Napoleon was now in a position to marry, and he turned his thoughts seriously to the choice of a bride, preferably a rich one. According to Barras, who wrote long after their friendship had been broken, he was not above dancing attendance, in a most uncharacteristic manner, on wealthy women who, or whose husbands, he thought might be in a position to advance him in his career. One such was the wife of a man of some influence – Mme Louise Turreau de Lignières, with whom, it was improbably suggested, he conducted a brief affair. Another was Mme Ricord upon whom ‘he heaped attentions, handing her her gloves and fan and showing her the deepest respect when she mounted her horse, taking her for walks hat in hand, and appearing to be in constant terror lest she should meet with some accident’.
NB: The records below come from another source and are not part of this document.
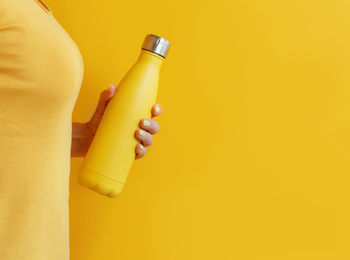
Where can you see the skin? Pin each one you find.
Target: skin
(83, 133)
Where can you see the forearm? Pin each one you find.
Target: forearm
(80, 139)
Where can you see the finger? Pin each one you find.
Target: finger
(156, 110)
(109, 93)
(105, 96)
(140, 151)
(149, 125)
(144, 137)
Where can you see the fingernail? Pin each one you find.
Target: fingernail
(142, 133)
(146, 122)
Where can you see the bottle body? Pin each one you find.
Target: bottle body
(112, 151)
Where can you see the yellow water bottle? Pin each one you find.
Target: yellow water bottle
(112, 151)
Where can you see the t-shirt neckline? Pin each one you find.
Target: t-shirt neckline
(44, 6)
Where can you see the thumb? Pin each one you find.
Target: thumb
(105, 97)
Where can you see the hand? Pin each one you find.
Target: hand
(144, 134)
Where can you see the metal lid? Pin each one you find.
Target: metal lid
(156, 44)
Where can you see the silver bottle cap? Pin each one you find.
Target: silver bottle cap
(156, 44)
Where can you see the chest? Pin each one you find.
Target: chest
(38, 58)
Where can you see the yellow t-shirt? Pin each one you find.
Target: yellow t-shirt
(41, 71)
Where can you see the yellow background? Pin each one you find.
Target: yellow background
(252, 157)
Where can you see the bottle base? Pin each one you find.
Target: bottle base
(99, 183)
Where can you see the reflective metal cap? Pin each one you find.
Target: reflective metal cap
(156, 44)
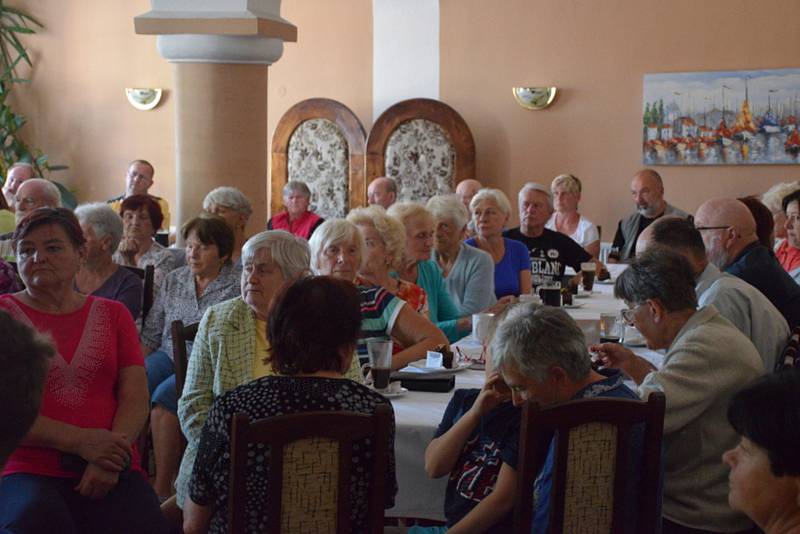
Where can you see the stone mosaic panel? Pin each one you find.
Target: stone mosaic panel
(421, 158)
(319, 156)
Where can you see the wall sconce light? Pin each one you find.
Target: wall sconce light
(143, 98)
(534, 97)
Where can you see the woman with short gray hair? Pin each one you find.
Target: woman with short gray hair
(468, 272)
(336, 250)
(235, 209)
(566, 191)
(98, 274)
(297, 219)
(491, 211)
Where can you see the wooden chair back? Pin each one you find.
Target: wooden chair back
(350, 129)
(583, 431)
(181, 334)
(279, 432)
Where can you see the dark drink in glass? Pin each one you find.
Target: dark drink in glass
(380, 377)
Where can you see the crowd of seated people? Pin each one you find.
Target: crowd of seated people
(275, 314)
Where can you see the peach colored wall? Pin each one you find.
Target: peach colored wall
(596, 53)
(77, 112)
(88, 53)
(332, 58)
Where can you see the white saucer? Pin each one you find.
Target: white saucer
(391, 393)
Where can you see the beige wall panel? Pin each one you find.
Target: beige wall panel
(597, 52)
(77, 112)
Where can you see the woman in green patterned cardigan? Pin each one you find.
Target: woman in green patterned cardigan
(231, 348)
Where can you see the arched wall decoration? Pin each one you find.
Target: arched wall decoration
(413, 146)
(316, 155)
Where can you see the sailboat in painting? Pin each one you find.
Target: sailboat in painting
(744, 117)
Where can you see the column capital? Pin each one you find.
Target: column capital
(217, 31)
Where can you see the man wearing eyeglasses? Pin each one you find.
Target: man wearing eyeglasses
(138, 181)
(647, 190)
(707, 360)
(736, 300)
(729, 235)
(32, 194)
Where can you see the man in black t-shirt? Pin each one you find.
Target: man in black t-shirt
(550, 251)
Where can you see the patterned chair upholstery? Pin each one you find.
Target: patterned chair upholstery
(599, 446)
(320, 142)
(424, 145)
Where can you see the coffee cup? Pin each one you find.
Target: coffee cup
(588, 271)
(480, 325)
(550, 293)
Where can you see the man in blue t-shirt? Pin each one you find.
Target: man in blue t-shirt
(538, 353)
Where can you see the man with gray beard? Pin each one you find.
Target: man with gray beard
(729, 235)
(647, 190)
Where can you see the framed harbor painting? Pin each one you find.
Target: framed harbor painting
(746, 117)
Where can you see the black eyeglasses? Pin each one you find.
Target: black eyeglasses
(701, 228)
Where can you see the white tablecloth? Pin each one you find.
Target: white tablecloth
(417, 414)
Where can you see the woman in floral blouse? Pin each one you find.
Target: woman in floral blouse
(185, 295)
(311, 352)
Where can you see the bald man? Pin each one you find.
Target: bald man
(729, 236)
(647, 190)
(32, 194)
(736, 300)
(382, 191)
(466, 189)
(17, 173)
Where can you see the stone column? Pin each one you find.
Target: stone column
(221, 50)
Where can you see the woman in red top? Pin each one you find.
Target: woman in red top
(77, 470)
(297, 219)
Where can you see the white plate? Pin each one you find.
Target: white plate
(418, 367)
(393, 393)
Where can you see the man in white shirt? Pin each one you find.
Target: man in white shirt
(736, 300)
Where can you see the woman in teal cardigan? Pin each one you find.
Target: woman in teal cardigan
(417, 267)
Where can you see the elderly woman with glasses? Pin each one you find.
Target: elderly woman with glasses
(77, 469)
(765, 466)
(141, 218)
(235, 209)
(99, 275)
(566, 190)
(310, 353)
(208, 279)
(231, 347)
(297, 219)
(468, 272)
(707, 361)
(417, 267)
(337, 250)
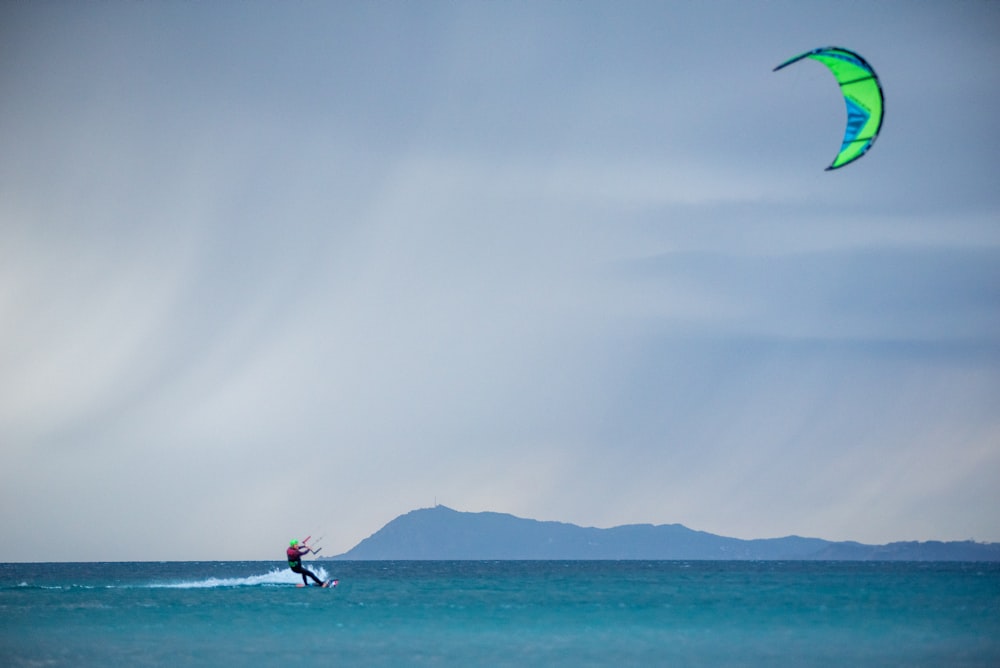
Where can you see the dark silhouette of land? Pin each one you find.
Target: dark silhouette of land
(441, 533)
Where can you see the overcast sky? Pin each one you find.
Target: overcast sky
(278, 269)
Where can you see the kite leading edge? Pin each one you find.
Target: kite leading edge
(862, 93)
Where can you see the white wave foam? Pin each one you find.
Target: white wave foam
(277, 576)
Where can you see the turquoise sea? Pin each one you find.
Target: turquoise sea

It was Barras who introduced him to another rich woman, Mme Montausier, a woman who was said to be worth over a million francs and who owned a theatre which was also a brothel in the Palais Royal. She was very much older than Napoleon: this in itself did not much concern him; but for one reason or another the relationship did not prosper.
It was not only money and position he was after, as he told his brother Joseph; he ‘badly wanted a home’; and if he could find a young woman with a handsome dowry, of course so much the better. In the summer of 1794, while occupying lodgings in the house of the comte de Laurenti near Nice, he thought that he might have found such a bride in the person of the count’s sixteen-year-old daughter Emilie whose father, he had good reason to believe, was quite rich. He asked him, evidently without much hope of success, if he might marry Emilie. Her father, polite in his refusal, considered the proposal premature: the young general was about to embark on a campaign in Italy; there would be time enough to consider the matter when his daughter was older and Bonaparte had returned home. In the meantime, the count and his wife thought it as well to send Emilie to stay with cousins at Grasse.
Later on that year in Marseilles, Napoleon was introduced by his brother Joseph to the family of the rich textile-and-soap merchant, François Clary (the husband of one of their mother’s friends), who had two daughters, Julie, aged twenty-two, whom Joseph was to marry, and Bernardine Eugénie Désirée, aged sixteen. Julie was a plain young woman with big bulging eyes and a thick flat nose. Short and spotty, she was described in later life as ‘a perfectly vulgar little woman, very thin and very ugly’, ‘hideous’ even and ‘pimply to the last degree’.
Napoleon expressed the opinion that looks in a wife did not matter. ‘It isn’t necessary that our wives should be good looking,’ he said. ‘With a mistress it is different. A plain mistress is a monstrosity. She would fail in her principal, indeed in her only duty.’
It had to be conceded that Julie was extremely unprepossessing in appearance; but she was both good-natured and intelligent.
Her sister was known in the family as Désirée but Napoleon, who was often in future to choose his own names for his women friends, called her Eugénie. She was rather fat and not particularly good-looking with large, slightly protuberant dark eyes; but she was an affectionate girl, kind-hearted like her sister, amenable and shy with a pleasant singing voice, the promise of a generous dowry, and what Napoleon described as ‘the most beautiful teeth imaginable’ as well as the ‘prettiest hands in the world’. A pretty hand and a pretty foot were always features upon which he was likely to comment. His own, so a future valet was to notice, were exceptionally well formed and his fingernails remarkably well cared for.